使用した武器も並大抵の代物ではない、それはそうなのだが……それ以上に俺は、その一撃に纏わされたモノに驚きを隠せなかったのだ。
(赤い光、いいやあれは……高密度の魔力!? 溢れ出しているに過ぎないのか、あのレベルで!?)
にわかには信じられない現象が目の前にあった。あのレベルの魔力があくまで「おまけ」なのだとしたら、あの一撃に込められた魔力はどれほどのものだろうか。想像するだけで、俺は怖かった。
「お前にも、できると思うけどなぁ」
バチバチと赤い雷鳴を轟かしながら、霧の中の男は言う。懐かしいような、奇妙な感覚を従えて。

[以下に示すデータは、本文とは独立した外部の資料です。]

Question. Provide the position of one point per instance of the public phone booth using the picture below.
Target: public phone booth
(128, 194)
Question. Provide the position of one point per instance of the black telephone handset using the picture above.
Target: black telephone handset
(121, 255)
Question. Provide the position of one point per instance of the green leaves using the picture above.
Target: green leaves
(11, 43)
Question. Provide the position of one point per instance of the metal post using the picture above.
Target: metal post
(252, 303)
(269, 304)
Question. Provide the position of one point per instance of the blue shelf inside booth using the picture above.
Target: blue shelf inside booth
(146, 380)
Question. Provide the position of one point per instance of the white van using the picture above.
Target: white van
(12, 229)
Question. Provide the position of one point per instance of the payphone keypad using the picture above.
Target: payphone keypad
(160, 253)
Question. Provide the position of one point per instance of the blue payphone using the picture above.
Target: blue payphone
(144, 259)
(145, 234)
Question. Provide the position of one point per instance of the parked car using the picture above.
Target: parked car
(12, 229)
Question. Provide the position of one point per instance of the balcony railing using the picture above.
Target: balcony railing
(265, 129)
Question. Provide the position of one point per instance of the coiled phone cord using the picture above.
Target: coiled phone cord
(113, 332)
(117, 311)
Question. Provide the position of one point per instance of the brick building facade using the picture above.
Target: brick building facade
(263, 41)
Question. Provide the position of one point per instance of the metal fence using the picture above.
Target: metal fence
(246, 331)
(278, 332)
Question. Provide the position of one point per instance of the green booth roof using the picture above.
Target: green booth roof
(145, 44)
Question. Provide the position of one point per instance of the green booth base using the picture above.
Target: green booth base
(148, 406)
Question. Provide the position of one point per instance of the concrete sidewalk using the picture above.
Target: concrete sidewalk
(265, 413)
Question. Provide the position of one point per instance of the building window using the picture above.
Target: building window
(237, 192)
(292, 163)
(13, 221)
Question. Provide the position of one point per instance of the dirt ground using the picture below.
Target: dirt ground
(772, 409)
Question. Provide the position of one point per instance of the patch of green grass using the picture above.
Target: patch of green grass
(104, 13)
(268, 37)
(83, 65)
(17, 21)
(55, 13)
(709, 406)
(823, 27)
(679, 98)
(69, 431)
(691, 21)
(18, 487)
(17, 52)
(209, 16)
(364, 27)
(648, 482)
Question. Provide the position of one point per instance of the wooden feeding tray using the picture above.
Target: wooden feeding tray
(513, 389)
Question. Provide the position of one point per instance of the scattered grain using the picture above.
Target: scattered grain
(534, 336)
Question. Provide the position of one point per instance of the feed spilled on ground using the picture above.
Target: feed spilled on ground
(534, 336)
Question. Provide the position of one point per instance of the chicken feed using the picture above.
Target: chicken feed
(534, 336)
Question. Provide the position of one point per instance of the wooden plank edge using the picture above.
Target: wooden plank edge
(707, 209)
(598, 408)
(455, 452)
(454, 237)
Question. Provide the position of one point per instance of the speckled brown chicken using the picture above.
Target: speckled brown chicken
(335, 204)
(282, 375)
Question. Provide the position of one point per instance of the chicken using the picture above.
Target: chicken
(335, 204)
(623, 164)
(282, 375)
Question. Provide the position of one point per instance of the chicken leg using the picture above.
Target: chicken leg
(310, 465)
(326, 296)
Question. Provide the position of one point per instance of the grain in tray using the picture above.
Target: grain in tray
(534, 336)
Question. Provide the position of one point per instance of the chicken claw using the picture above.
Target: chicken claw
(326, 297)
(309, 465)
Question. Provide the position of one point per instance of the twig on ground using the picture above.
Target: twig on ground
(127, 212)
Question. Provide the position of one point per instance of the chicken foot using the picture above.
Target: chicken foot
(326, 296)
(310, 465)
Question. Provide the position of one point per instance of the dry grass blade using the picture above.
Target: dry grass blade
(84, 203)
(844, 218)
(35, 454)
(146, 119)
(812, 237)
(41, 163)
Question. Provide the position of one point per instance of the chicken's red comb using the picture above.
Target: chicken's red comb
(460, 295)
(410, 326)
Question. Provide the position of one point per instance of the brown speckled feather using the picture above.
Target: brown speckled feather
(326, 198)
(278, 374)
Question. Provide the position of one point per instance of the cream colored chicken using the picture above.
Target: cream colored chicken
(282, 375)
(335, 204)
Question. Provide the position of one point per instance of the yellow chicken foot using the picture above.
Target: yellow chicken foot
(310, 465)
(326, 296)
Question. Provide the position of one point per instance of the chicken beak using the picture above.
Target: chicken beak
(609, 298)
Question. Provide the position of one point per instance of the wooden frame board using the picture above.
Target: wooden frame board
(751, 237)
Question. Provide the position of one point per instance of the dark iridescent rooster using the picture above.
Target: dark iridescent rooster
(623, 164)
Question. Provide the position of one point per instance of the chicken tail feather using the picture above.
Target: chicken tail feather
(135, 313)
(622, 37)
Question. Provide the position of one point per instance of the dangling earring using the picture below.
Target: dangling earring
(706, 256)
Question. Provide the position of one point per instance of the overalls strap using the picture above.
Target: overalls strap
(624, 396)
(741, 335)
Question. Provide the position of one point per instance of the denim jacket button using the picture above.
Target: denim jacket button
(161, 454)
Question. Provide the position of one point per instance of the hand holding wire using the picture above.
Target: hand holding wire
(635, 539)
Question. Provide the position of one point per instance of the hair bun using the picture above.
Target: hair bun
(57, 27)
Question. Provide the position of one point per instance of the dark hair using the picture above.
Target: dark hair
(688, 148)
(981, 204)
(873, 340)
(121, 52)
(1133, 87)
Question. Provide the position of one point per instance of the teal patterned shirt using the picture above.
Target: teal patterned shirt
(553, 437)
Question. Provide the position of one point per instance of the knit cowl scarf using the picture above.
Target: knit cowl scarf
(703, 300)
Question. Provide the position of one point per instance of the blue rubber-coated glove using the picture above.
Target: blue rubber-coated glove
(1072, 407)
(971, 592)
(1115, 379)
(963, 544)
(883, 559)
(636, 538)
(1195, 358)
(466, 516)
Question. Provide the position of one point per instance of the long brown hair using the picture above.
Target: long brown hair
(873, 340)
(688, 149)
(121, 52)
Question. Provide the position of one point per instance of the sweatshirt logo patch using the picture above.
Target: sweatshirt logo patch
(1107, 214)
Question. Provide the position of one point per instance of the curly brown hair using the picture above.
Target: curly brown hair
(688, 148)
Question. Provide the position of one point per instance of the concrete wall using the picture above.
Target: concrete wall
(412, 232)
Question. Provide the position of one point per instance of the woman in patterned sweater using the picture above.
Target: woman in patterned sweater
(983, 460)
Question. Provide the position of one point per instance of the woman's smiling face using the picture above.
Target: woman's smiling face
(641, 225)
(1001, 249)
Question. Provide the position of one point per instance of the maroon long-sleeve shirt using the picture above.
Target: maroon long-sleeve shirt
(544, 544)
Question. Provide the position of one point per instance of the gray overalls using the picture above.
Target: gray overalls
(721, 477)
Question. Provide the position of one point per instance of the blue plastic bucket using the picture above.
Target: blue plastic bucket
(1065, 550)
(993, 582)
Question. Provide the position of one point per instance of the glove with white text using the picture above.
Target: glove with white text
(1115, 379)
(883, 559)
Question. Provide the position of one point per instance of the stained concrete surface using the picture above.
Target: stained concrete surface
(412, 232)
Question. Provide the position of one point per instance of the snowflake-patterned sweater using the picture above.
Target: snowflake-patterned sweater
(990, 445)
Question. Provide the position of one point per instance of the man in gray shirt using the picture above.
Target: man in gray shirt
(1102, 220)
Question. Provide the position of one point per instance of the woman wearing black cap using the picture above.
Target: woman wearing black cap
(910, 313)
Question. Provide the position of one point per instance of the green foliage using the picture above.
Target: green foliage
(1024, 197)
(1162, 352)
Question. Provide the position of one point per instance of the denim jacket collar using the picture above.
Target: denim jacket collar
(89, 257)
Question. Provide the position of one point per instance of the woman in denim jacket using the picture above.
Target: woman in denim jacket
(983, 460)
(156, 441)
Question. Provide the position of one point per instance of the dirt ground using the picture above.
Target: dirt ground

「コツを教えてやるよ。ーー怒れ、なんでもいいから……とにかくブチ切れろ」
そう言い残し、俺が手を伸ばした時には既に姿はなかった。何だったのだろう……切り捨てるには余りにも引っかかる疑問。その横で、俺は納得もしていた。
(怒り、か……)
そうだ、あのときも俺はベルグエルに対しての怒りでいっぱいだった。今の男ほどではなかったが……怒れば、あの赤い光が出せるのかもしれない。
『試練は続くぞ』
「!!」
先程の男が倒した筈のモンスターの首がくっつき、再び俺に襲いかかってきた。間一髪で避け、俺は再び剣を握りしめた。
(いきなり試練試練って言うけどよ……)
「わけ分かんねぇんだよ、こんのクソヤロォォォッッヅヅ!!」
バチッ。まるで静電気のような音が鳴り響き、赤く帯電した俺の一撃が放たれる。その一撃は森一帯の霧を晴らし、そこにはなかったはずの一本道があった。